Prodigy is probably the best first season show since TOS IMO.
I’m inferring that the way animation has to be produced – with detailed story boarding and tough animation done well in advance of voice acting – means that the structure and character arcs have to be all mapped out in fine detail well in advance.
Yes, as we’ve heard with Lower Decks, there’s still a bit of scope for improvisation in dialogue in scenes, but as a whole the season is written in advance and the showrunner has the time to ensure the episodes aren’t just churned out to the season outline but crafted.
Aaron Waltke has talked about overseeing close to 30 episodes in various stages of preproduction, production and post at once. The coherence of the entire show, not just within a season or half-season shows the benefits of that.
I suspect that it would take a significant change in the way the work is structured for live action to achieve the equivalent quality.
Certainly having showrunners and EPs working on multiple other projects at once and as Kurtzman has said, having to remind themselves of an episode written a long time before and then just edit it to make sense when it comes back, is part of the problem.
Given the problems with Discovery’s showrunners in the early seasons it’s absolutely understandable why Kurtzman had to insert himself into final editing of all the live action shows, but at this point it may be more of a negative. The live action shows each need someone like Waltke or MacMahan who is focused on and dedicated to the show across its multi season arcs. Kurtzman has said as they go forward they’ve learned that each new show needs someone who’s really driving it, championing it. So, perhaps that’s what we’ll get in live action in the future. It sounds like Terry Matalas wants to be that kind of showrunner, and he has a track record from 12 Monkeys to show he can pull it off if given control.
Last thought, I had high hopes that the introduction of the AR wall and its requirements for virtual staging in preproduction would help.
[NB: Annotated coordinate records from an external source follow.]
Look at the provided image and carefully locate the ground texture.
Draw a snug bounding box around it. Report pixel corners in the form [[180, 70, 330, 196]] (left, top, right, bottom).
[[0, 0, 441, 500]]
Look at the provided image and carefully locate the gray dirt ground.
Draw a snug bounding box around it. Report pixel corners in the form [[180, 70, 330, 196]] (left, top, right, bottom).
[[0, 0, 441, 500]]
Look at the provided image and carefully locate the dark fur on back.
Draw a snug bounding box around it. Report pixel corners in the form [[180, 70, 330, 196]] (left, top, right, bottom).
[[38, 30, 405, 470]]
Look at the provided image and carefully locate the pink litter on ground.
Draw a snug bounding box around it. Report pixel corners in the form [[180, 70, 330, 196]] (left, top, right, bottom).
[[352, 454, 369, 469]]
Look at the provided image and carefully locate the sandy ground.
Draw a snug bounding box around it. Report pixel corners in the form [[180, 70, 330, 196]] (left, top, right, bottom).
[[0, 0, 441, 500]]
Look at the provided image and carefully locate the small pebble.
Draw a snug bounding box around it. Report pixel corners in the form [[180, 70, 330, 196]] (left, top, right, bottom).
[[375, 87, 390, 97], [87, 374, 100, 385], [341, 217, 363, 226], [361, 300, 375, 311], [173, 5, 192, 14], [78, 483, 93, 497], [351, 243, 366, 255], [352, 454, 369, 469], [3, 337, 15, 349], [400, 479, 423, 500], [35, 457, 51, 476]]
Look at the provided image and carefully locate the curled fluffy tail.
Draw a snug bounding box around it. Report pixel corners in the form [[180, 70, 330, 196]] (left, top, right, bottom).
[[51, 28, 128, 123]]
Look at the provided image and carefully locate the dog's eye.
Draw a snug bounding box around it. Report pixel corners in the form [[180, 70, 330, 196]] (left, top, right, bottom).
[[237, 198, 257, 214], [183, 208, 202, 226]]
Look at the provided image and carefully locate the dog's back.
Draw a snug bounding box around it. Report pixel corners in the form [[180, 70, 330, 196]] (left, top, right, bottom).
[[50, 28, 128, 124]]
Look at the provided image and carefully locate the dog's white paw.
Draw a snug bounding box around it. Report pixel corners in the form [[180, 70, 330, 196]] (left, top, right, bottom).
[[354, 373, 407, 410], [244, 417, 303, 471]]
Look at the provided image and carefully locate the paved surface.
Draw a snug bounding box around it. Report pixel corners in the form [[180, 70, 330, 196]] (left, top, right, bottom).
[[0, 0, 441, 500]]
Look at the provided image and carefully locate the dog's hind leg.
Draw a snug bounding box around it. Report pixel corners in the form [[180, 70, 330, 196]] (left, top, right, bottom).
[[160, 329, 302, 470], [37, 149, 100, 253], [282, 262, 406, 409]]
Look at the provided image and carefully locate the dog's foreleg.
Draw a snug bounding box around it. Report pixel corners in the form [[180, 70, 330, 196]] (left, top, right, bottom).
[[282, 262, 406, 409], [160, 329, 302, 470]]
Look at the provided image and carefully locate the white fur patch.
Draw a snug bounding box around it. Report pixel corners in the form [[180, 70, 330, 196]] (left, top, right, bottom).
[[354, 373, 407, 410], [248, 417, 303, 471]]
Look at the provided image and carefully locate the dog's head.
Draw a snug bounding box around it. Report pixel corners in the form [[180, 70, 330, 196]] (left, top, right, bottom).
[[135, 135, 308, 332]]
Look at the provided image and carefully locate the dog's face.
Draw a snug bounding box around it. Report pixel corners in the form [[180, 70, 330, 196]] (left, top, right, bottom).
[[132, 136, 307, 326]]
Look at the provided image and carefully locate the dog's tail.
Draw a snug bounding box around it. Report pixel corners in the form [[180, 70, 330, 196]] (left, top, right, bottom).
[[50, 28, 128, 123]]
With the expenditures in advance to build virtual sets and use them through multiple episodes, there’s some of the same discipline required of animation.
We didn’t really get that with Discovery season four, but the impact of COVID protocols what’s severe on that show. SNW is more episodic so we can’t learn much from that about the impact of AR walls. But we’ll have to see as Discovery rolls on into season five and we get new shows being produced in Toronto.
I do think the animation forces them to really map out their storylines more carefully. I think Disco in season 4 was actually trying to do something emotionally ambitious and capture the feeling people were having when the pandemic first started, and that all became as frustrating onscreen as it was in real life. I agree that Lower Decks and Prodigy are more cohesive than the live-action shows!
Thanks for pointing me to that 7th Rule podcast about the DS9 finale. The whole discussion is about 3 hours long but it has some really interesting insights and behind-the-scenes tidbits.
It’s a really good one. There are other great, insightful episodes worth checking out.. and they’re adding Denise Crosby to talk about TNG season 1!
I see a lot of people liked the Prodigy episode but to me it felt more like a Golden Girls clip show where they ran out of money at the end of the season but still had to make an episode… but new.
I felt like the different stories were too forced together and – like Anthony – I wished they gave us their backstories organically, paired with stories that would be relevant to them.
I had a thought about the Academy series: what if that’s what Prodigy is slowly becoming?
I think you both have a good point… it did feel a little forced, even though I liked how the stories played out, and I still feel like we don’t have the whole picture (particularly for Rok). I think the Academy series was set up by Disco and will likely take place in that era!